Diane Feinstein (D-CA), hater of freedom and protector of the Three-letter Agencies, is back with a whole new bill that effectively broadens the scope of "cyber threat indicators" so much that you would be hard pressed not to get yourself wiretapped. The bill, approved at the latest meeting of the Senate Intelligence Committee is known as The Cybersecurity Intelligence Sharing Act of 2014, or CISA. CISA centralizes the NSA in a threat management role, while simultaneously mandating the sharing of all threat information cross-agency. According to the Center for Technology in Technology (CDT), CISA effectively creates a back door wiretap which may be used for vague law enforcement purposes.

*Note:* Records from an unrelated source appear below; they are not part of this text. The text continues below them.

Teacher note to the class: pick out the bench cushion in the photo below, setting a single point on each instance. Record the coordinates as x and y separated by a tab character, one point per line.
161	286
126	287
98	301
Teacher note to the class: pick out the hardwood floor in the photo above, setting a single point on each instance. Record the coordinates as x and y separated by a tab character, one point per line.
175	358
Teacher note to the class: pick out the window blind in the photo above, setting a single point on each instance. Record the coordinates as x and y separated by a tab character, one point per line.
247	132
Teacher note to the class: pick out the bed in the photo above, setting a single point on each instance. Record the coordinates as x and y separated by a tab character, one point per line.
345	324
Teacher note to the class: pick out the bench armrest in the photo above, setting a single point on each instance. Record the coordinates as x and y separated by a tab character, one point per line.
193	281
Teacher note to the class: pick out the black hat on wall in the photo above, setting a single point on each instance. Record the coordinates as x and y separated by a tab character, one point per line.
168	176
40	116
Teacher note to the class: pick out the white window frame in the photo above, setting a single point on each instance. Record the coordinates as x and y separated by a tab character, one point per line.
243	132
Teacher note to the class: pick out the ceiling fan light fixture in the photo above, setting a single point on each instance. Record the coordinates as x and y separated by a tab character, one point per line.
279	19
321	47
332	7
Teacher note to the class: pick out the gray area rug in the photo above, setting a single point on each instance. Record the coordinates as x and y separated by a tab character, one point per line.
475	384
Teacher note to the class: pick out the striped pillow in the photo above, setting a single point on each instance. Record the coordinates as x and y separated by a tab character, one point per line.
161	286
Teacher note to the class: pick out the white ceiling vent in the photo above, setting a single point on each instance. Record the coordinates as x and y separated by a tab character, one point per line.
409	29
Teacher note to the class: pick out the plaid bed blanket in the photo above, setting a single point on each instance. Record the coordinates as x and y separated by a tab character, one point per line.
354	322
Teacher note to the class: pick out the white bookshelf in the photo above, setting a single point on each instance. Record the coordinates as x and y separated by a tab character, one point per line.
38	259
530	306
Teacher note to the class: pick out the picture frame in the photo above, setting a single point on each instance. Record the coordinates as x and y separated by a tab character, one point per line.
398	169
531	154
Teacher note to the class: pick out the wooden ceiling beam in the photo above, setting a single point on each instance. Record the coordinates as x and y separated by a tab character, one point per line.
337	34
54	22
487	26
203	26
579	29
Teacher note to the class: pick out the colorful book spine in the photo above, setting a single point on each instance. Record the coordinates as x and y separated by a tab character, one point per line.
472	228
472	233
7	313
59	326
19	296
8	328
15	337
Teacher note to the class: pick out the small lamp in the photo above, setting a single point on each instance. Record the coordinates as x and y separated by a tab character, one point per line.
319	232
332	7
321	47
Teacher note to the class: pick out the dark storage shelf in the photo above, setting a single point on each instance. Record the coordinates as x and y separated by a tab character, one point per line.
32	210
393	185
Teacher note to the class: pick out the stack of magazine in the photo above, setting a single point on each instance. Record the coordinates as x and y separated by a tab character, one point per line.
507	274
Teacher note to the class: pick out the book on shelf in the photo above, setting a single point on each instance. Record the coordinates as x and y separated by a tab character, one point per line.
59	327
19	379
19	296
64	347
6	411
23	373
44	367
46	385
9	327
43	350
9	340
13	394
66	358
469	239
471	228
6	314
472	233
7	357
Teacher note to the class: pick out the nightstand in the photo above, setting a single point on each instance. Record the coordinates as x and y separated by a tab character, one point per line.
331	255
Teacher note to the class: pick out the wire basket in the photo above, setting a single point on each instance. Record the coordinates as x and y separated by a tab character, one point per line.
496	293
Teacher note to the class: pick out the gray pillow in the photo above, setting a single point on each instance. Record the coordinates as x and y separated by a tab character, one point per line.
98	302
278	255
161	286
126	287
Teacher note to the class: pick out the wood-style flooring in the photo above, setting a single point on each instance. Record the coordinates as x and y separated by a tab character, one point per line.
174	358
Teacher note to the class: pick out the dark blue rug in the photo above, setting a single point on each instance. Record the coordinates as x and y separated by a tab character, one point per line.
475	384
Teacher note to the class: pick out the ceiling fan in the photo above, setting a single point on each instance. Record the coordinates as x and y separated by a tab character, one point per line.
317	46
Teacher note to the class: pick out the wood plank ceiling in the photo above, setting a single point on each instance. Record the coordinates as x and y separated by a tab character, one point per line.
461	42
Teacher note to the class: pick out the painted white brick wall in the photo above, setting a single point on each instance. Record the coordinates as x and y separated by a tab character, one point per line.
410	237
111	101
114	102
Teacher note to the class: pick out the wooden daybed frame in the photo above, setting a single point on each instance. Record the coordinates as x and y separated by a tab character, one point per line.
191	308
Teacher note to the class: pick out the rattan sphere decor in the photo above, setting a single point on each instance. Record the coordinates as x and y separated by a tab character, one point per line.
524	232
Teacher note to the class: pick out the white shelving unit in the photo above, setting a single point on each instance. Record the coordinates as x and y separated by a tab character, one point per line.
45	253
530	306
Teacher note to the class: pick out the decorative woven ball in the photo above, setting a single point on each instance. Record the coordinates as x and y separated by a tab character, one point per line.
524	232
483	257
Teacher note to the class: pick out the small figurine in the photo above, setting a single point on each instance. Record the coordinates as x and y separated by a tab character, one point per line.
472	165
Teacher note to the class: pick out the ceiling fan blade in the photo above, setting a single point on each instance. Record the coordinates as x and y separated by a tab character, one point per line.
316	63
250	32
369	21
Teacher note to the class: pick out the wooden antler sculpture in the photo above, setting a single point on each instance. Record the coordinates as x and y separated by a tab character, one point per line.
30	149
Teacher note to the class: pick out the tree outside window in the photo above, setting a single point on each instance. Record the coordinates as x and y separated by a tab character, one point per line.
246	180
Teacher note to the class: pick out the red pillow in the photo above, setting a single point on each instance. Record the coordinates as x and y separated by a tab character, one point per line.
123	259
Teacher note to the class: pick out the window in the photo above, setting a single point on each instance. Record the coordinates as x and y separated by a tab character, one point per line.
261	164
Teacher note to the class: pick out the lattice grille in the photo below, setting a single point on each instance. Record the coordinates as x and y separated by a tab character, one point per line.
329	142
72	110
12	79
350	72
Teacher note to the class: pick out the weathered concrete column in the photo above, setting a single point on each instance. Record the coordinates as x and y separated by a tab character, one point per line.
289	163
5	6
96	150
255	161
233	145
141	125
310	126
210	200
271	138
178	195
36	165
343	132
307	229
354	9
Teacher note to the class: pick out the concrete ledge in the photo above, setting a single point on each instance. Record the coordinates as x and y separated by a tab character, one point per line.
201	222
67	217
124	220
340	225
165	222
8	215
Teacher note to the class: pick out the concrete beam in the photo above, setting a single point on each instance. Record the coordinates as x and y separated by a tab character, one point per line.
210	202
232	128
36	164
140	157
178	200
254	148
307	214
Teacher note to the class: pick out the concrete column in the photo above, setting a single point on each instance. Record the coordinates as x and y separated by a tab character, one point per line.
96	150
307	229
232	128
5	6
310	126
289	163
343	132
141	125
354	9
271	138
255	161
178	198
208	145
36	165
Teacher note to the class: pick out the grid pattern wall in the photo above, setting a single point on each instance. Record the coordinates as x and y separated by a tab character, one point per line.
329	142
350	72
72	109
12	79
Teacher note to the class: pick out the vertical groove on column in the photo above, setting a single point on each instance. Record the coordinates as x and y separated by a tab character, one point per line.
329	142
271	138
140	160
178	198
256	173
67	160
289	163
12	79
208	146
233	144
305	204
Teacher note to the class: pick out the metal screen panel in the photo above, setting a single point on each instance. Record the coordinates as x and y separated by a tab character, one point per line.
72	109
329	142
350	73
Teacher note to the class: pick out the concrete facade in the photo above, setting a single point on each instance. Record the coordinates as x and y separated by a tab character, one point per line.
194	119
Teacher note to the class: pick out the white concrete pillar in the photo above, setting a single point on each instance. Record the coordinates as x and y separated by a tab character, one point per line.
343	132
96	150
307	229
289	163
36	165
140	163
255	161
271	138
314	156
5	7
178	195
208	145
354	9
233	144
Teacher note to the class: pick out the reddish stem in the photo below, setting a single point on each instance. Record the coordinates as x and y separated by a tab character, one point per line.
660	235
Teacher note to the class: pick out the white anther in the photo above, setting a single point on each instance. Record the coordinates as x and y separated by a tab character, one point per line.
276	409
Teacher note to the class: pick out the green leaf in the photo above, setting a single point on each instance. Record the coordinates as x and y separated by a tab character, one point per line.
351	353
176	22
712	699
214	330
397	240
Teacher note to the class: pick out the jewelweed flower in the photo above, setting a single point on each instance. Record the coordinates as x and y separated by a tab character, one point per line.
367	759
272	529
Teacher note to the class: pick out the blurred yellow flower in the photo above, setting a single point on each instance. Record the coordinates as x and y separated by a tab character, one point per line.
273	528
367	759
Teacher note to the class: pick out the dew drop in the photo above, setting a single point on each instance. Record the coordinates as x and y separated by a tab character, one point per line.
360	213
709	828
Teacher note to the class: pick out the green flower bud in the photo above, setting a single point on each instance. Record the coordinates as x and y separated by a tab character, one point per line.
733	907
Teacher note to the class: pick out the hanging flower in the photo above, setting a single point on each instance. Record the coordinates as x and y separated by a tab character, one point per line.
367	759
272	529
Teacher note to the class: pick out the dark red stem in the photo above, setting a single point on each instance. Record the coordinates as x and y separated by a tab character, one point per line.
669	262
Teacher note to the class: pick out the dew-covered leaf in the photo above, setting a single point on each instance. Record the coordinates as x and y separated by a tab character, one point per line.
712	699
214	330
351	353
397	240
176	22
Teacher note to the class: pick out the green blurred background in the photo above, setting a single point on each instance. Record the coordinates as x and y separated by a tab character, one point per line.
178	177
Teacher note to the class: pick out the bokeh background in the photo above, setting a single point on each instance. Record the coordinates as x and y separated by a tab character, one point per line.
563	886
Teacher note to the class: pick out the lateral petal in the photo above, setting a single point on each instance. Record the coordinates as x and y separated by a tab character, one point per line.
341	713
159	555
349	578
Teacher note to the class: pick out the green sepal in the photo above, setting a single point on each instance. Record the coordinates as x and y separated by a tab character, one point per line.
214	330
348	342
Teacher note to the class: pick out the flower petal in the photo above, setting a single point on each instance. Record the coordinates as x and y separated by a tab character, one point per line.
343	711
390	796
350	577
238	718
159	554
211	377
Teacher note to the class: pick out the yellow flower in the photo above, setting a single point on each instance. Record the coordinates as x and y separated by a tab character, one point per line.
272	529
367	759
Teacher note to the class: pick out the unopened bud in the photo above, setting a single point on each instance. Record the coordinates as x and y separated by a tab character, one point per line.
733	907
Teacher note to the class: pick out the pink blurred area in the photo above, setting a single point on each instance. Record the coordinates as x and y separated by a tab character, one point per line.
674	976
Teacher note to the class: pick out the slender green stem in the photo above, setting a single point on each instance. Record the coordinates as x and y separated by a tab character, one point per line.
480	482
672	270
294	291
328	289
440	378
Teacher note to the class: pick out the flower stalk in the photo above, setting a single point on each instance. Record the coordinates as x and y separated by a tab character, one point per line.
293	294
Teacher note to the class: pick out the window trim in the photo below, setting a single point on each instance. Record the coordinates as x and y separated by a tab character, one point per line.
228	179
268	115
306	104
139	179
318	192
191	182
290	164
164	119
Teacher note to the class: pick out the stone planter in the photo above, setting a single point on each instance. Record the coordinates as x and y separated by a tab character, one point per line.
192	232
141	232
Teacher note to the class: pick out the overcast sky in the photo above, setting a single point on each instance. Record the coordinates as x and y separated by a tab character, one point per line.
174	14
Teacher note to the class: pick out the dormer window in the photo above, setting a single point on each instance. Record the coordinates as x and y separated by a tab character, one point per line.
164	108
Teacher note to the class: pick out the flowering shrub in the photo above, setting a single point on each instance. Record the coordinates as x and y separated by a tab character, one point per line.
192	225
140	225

The writers of the bill are defending it though. The main defense they put forward is that the bill strengthens measures to be used against legitimate cyber threats. Senator Feinstein states, "Every week we hear about the theft of personal information from retailers and trade secrets from innovative businesses, as well as ongoing efforts by foreign nations to hack government networks. This bill is an important step toward curbing these dangerous cyber attacks." The bill is not expected to pass.
We've heard of bills like this before, and they get more publicity now since the Snowden leaks. No person feels like we should do nothing about the concerns Feinstein raises in her statement, yet the sour taste in our mouths left by the NSA has not gone away. It simply does not compute that the people we need to put in charge of our privacy and safety are the same people who have no respect for us to begin with. Moreover, we are well aware of the dystopic possibilities lingering anytime we beef up the abilities and powers of an agency known to have directly spied on American citizens.
If Senator Feinstein truly wishes to be the standard-bearer of the surveillance state, then she is free to pursue that end. But, it is up to the citizens, her constituents, to point out that the end she desires is not an end that most Americans are comfortable with. One hopes the democratic process is accounted for in this matter, and that this bill burns in the same pile as all of the others, but the old adage still holds: Let's run it up the flagpole, and see if anyone salutes it. If you try enough times, eventually something will pass.